O processo mais atual de produção de mudas é o realizado por embalagens biodegradáveis, conforme conta Perdigão. “Esse tipo de embalagem é um processo que evoluiu a partir de embalagens de plantas ornamentais. Ele funciona como um tubo oco que foi colocado e prensado substrato, o fundo tem o mesmo diâmetro da parte de cima, envolto por um tecido de celulose, biodegradável, com vantagem de produzir a muda levar a campo e plantá-la sem precisar retirar a embalagem, diminuindo consumo de plástico, entre outros benefícios”.

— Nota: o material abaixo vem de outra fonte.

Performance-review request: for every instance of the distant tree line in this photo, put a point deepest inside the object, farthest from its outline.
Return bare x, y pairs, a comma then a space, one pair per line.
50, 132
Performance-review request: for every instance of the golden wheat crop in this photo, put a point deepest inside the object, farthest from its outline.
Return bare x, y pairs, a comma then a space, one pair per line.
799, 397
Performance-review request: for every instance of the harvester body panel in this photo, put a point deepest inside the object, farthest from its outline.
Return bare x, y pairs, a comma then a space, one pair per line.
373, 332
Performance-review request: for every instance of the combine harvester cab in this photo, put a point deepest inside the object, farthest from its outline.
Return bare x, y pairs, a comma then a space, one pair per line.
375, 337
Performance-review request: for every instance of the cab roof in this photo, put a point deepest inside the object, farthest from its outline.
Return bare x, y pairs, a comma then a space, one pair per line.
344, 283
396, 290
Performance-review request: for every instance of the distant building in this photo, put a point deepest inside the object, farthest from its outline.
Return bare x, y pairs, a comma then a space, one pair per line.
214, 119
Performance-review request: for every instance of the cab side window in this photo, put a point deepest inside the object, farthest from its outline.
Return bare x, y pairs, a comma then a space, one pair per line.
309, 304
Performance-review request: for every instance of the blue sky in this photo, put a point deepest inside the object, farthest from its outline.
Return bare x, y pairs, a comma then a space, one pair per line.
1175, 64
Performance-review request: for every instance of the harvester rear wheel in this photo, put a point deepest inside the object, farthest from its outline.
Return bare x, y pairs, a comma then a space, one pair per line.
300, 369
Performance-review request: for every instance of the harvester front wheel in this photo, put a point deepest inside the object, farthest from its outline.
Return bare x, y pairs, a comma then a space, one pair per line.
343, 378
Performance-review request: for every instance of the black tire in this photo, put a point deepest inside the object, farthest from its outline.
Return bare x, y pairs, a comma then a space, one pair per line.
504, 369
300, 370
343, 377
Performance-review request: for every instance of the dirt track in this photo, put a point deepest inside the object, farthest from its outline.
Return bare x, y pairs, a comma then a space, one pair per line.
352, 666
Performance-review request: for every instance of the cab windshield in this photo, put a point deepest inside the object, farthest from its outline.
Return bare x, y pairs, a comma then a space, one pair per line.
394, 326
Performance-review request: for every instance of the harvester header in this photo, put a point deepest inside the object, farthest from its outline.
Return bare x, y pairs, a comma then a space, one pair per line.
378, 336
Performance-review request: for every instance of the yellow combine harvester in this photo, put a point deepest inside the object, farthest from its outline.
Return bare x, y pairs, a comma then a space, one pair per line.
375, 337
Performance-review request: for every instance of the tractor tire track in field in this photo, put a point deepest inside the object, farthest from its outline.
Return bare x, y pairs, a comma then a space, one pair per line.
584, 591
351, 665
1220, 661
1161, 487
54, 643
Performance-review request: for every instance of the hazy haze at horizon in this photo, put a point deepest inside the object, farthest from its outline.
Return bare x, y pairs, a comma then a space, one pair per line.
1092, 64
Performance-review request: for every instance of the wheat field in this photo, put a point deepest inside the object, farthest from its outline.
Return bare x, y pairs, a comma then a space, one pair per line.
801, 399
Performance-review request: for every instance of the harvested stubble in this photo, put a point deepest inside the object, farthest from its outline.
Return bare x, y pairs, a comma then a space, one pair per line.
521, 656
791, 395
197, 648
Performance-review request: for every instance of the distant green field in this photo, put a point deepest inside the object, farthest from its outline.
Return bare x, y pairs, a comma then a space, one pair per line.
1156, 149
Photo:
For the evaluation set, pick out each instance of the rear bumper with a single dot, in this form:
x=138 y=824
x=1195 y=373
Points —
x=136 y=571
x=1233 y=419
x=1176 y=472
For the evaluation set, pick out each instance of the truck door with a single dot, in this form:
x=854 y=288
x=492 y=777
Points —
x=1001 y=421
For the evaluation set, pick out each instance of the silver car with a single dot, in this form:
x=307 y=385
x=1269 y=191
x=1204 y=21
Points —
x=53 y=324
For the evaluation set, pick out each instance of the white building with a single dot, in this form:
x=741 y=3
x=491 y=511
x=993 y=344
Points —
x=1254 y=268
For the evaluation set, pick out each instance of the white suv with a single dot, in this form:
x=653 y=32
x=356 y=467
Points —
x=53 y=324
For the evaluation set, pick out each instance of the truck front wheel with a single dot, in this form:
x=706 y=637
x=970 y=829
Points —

O engenheiro atenta ainda que nesse tipo de embalagem as raízes crescem para todas as direções de modo retilíneo, já que ao entrar em contato com o papel celulose, que permite a passagem de luminosidade, para o crescimento da mesma, formando novas raízes. Experimentos em campo, mostram que mudas produzidas nesse processo, se desenvolvem ainda mais rápido que as mudas de tubetes. “Superado alguns desafios para adaptar um tamanho de muda que ela possa ir a campo num porte com mais segurança, não tão pequena, que o potencial de produzir mudas em embalagens biodegradáveis é maior que os outros dois modos: em saquinho e tubete”, explica Perdigão.